Um exemplo da integração do sistema de grampo com ações subsequentes , neste caso no campo da política.

O que pode estar acontecendo nos campos da indústria, comeŕcio e investimentos, deve estar se perguntando o caro leitor apreeensivo.

Não por acaso,  Edward Snowden está sendo caçado pelo governo dos EUA por ter trazido a tona uma informação relevante, uma contribuição à democracia, um importante auxílio para retomada do processo de civilidade. 
Em tempos de fascismo, uma informação útil  é motivo de caçada por parte de um governo, de bloqueio do espaço aéreo de vários países de um avião presidencial com o presidente a bordo por estar supostamente dando carona a Snowden, de censura sobre o assunto por parte da maioria da imprensa mundial.
Uma inversão total de valores em um mundo que se autoproclama democrático ,civilizado e livre.
Na contramão desse mundo , alguns países, de forma digna e corajosa, trilham outras alternativas no desenvolvimento e crescimento econômico, onde a democracia de fato é exercida, e assim sendo, é censurada e demonizada assim como seus governantes.

Na sequência dos protestos que ocorreram por aqui, a presidenta Dilma , corretamente ouviu os manifestantes e deu início à implementação de suas reivindicações.

Curiosamente e ironicamente , a vigilância e conhecimento sobre as redes sociais permitiu maximizar a magnitude das manifestações de rua, mas não  conseguiu prever que as principais reivindicações dos manifestantes tivessem um sentido contrário ao da ideologia que permeou tal maximização.

Não é também por acaso que agora, a mesma velha imprensa que inicialmente rotulou as manifestações como ações de vândalos, depois mudou e passou a apoiar os manifestantes agora classifica os protestos como infantis ao estilo mickey mouse em uma clara tentativa de barrar as ações do governo federal  em resposta às ruas.

A espionagem  mundial fornece importantes informações , porém, ainda é incapaz de prever o desenrolar dos acontecimentos.

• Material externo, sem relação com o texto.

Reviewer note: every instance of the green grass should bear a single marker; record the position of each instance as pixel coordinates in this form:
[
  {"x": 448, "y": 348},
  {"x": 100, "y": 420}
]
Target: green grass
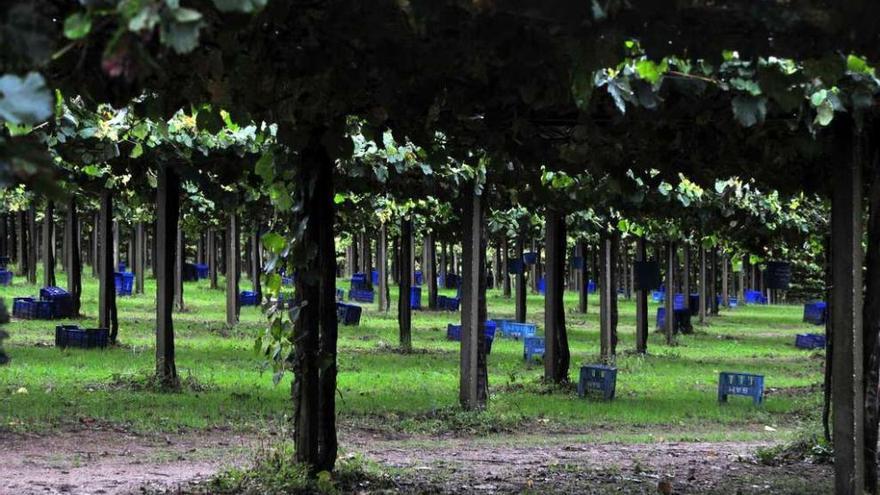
[{"x": 671, "y": 390}]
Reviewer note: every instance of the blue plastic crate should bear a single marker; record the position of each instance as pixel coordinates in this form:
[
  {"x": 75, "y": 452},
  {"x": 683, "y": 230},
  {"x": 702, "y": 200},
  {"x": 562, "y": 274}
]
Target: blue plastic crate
[
  {"x": 19, "y": 306},
  {"x": 815, "y": 312},
  {"x": 248, "y": 298},
  {"x": 359, "y": 282},
  {"x": 348, "y": 314},
  {"x": 533, "y": 348},
  {"x": 515, "y": 267},
  {"x": 124, "y": 283},
  {"x": 448, "y": 303},
  {"x": 809, "y": 341},
  {"x": 747, "y": 384},
  {"x": 754, "y": 297},
  {"x": 202, "y": 271},
  {"x": 518, "y": 330},
  {"x": 86, "y": 338},
  {"x": 598, "y": 379},
  {"x": 59, "y": 303},
  {"x": 361, "y": 295},
  {"x": 682, "y": 319},
  {"x": 415, "y": 297}
]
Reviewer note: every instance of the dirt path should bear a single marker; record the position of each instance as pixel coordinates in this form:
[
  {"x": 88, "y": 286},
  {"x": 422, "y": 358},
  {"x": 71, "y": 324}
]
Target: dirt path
[
  {"x": 104, "y": 461},
  {"x": 566, "y": 464},
  {"x": 101, "y": 461}
]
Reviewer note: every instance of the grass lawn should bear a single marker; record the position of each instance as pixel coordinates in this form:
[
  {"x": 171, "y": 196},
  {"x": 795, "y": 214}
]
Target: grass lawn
[{"x": 671, "y": 393}]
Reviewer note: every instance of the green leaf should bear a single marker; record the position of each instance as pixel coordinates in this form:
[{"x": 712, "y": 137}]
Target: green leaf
[
  {"x": 649, "y": 71},
  {"x": 749, "y": 110},
  {"x": 858, "y": 65},
  {"x": 824, "y": 113},
  {"x": 137, "y": 151},
  {"x": 246, "y": 6},
  {"x": 77, "y": 26},
  {"x": 265, "y": 167},
  {"x": 25, "y": 101},
  {"x": 273, "y": 242}
]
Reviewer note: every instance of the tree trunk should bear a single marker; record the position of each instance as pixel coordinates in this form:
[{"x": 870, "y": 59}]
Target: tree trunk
[
  {"x": 74, "y": 263},
  {"x": 212, "y": 258},
  {"x": 670, "y": 292},
  {"x": 140, "y": 252},
  {"x": 520, "y": 284},
  {"x": 233, "y": 272},
  {"x": 23, "y": 258},
  {"x": 404, "y": 310},
  {"x": 430, "y": 271},
  {"x": 474, "y": 378},
  {"x": 583, "y": 282},
  {"x": 505, "y": 276},
  {"x": 704, "y": 289},
  {"x": 642, "y": 305},
  {"x": 256, "y": 264},
  {"x": 314, "y": 385},
  {"x": 846, "y": 301},
  {"x": 179, "y": 260},
  {"x": 556, "y": 353},
  {"x": 871, "y": 319},
  {"x": 107, "y": 286},
  {"x": 167, "y": 260},
  {"x": 608, "y": 298},
  {"x": 382, "y": 264}
]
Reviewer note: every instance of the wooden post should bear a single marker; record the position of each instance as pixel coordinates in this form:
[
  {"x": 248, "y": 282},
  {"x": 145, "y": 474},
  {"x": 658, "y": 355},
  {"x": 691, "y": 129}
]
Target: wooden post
[
  {"x": 167, "y": 230},
  {"x": 314, "y": 386},
  {"x": 505, "y": 277},
  {"x": 725, "y": 275},
  {"x": 140, "y": 252},
  {"x": 233, "y": 271},
  {"x": 48, "y": 245},
  {"x": 404, "y": 309},
  {"x": 382, "y": 263},
  {"x": 474, "y": 377},
  {"x": 74, "y": 263},
  {"x": 686, "y": 272},
  {"x": 520, "y": 284},
  {"x": 179, "y": 260},
  {"x": 583, "y": 292},
  {"x": 106, "y": 284},
  {"x": 670, "y": 292},
  {"x": 212, "y": 258},
  {"x": 23, "y": 258},
  {"x": 641, "y": 305},
  {"x": 608, "y": 300},
  {"x": 704, "y": 290},
  {"x": 846, "y": 301},
  {"x": 429, "y": 272},
  {"x": 32, "y": 244},
  {"x": 256, "y": 264},
  {"x": 556, "y": 352}
]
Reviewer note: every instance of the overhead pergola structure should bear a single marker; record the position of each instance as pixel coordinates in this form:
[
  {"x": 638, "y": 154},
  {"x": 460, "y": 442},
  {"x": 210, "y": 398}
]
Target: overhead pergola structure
[{"x": 514, "y": 80}]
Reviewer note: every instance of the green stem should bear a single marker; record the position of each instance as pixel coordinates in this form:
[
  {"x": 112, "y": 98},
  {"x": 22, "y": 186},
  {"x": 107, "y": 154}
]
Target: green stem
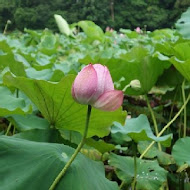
[
  {"x": 125, "y": 88},
  {"x": 154, "y": 120},
  {"x": 122, "y": 184},
  {"x": 8, "y": 129},
  {"x": 166, "y": 126},
  {"x": 17, "y": 92},
  {"x": 63, "y": 171},
  {"x": 185, "y": 111},
  {"x": 172, "y": 108},
  {"x": 135, "y": 166}
]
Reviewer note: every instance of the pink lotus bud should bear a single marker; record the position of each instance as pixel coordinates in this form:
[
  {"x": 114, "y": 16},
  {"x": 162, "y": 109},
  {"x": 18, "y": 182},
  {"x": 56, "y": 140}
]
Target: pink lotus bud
[
  {"x": 138, "y": 30},
  {"x": 107, "y": 29},
  {"x": 94, "y": 86}
]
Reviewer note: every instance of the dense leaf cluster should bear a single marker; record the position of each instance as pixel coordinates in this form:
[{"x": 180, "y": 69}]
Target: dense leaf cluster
[
  {"x": 41, "y": 124},
  {"x": 117, "y": 14}
]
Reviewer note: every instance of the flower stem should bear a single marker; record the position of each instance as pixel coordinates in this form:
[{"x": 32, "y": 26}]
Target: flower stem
[
  {"x": 185, "y": 111},
  {"x": 122, "y": 185},
  {"x": 154, "y": 120},
  {"x": 63, "y": 171},
  {"x": 8, "y": 129},
  {"x": 166, "y": 126},
  {"x": 135, "y": 166}
]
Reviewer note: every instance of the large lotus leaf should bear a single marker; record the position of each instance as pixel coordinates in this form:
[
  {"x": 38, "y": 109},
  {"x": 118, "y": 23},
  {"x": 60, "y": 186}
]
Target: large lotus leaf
[
  {"x": 41, "y": 135},
  {"x": 33, "y": 165},
  {"x": 182, "y": 66},
  {"x": 62, "y": 25},
  {"x": 150, "y": 176},
  {"x": 44, "y": 74},
  {"x": 28, "y": 122},
  {"x": 181, "y": 151},
  {"x": 139, "y": 130},
  {"x": 55, "y": 102},
  {"x": 93, "y": 31},
  {"x": 10, "y": 105},
  {"x": 76, "y": 137},
  {"x": 5, "y": 47},
  {"x": 181, "y": 60},
  {"x": 15, "y": 66},
  {"x": 183, "y": 24}
]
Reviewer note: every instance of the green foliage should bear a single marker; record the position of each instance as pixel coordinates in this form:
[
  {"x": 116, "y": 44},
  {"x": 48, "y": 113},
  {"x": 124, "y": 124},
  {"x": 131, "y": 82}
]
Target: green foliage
[
  {"x": 43, "y": 159},
  {"x": 117, "y": 14},
  {"x": 57, "y": 105},
  {"x": 37, "y": 72},
  {"x": 149, "y": 174}
]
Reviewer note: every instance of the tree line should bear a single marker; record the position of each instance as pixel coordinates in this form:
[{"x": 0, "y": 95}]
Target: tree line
[{"x": 38, "y": 14}]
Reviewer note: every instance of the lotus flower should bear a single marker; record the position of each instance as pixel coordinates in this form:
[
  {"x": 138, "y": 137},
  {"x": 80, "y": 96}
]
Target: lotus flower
[
  {"x": 94, "y": 86},
  {"x": 138, "y": 30}
]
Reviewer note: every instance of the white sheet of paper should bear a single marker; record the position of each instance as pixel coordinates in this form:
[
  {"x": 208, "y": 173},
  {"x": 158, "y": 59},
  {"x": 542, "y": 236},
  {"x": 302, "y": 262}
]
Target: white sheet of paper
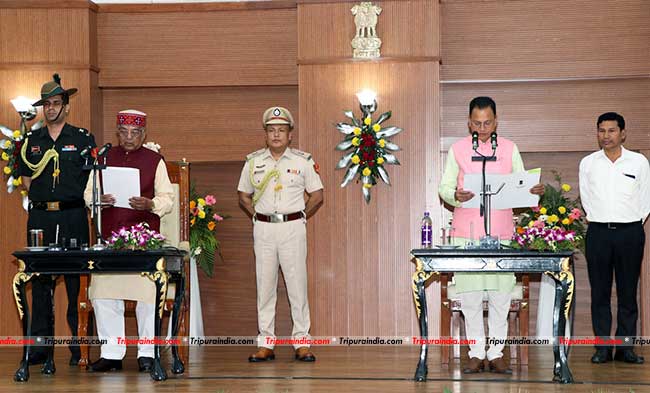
[
  {"x": 122, "y": 183},
  {"x": 515, "y": 192}
]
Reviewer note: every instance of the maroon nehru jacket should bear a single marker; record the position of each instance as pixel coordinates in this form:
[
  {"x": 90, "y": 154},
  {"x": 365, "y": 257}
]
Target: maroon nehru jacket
[{"x": 146, "y": 160}]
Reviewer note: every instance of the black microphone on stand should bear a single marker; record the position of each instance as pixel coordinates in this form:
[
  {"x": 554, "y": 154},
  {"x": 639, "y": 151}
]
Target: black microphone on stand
[
  {"x": 104, "y": 150},
  {"x": 474, "y": 140},
  {"x": 85, "y": 154}
]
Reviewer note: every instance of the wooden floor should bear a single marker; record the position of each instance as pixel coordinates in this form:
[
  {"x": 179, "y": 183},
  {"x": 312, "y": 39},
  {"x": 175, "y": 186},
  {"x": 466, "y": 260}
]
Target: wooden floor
[{"x": 338, "y": 369}]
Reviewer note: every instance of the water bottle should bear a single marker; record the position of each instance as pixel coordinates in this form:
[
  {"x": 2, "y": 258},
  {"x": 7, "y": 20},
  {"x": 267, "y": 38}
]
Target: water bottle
[{"x": 427, "y": 231}]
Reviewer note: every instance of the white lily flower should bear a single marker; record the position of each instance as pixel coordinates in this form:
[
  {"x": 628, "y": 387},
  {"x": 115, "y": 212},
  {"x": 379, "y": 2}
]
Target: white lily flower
[{"x": 7, "y": 132}]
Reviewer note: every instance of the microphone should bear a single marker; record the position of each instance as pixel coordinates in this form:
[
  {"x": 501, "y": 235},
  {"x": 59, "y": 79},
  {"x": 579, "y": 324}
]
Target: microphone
[
  {"x": 474, "y": 140},
  {"x": 86, "y": 152},
  {"x": 104, "y": 150},
  {"x": 493, "y": 140}
]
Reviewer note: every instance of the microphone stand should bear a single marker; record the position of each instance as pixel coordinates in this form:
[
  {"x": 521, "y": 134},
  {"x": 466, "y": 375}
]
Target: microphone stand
[
  {"x": 95, "y": 211},
  {"x": 486, "y": 194}
]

O governo brasileiro, ao tomar conhecimento que vem sendo vigiado pelo big brother desmascarado deve agir de imediato e com firmeza.

Em primeiro lugar deve aceitar o pedido de asilo de Snowden, caso seja solicitado, não apenas como um ato humanitário e civilizado, mas também como uma forma de valorização da democracia e resposta aos atos invasores de espionagem que ferem não apenas a sobertania nacional, mas de todos os países.

Em segundo lugar, compreender as reivindicações oriundas das ruas  e aproveitar a oportunidade extraordinária de trilhar os caminhos da democracia plena , do crescimento com desenvolvimento e da justiça social.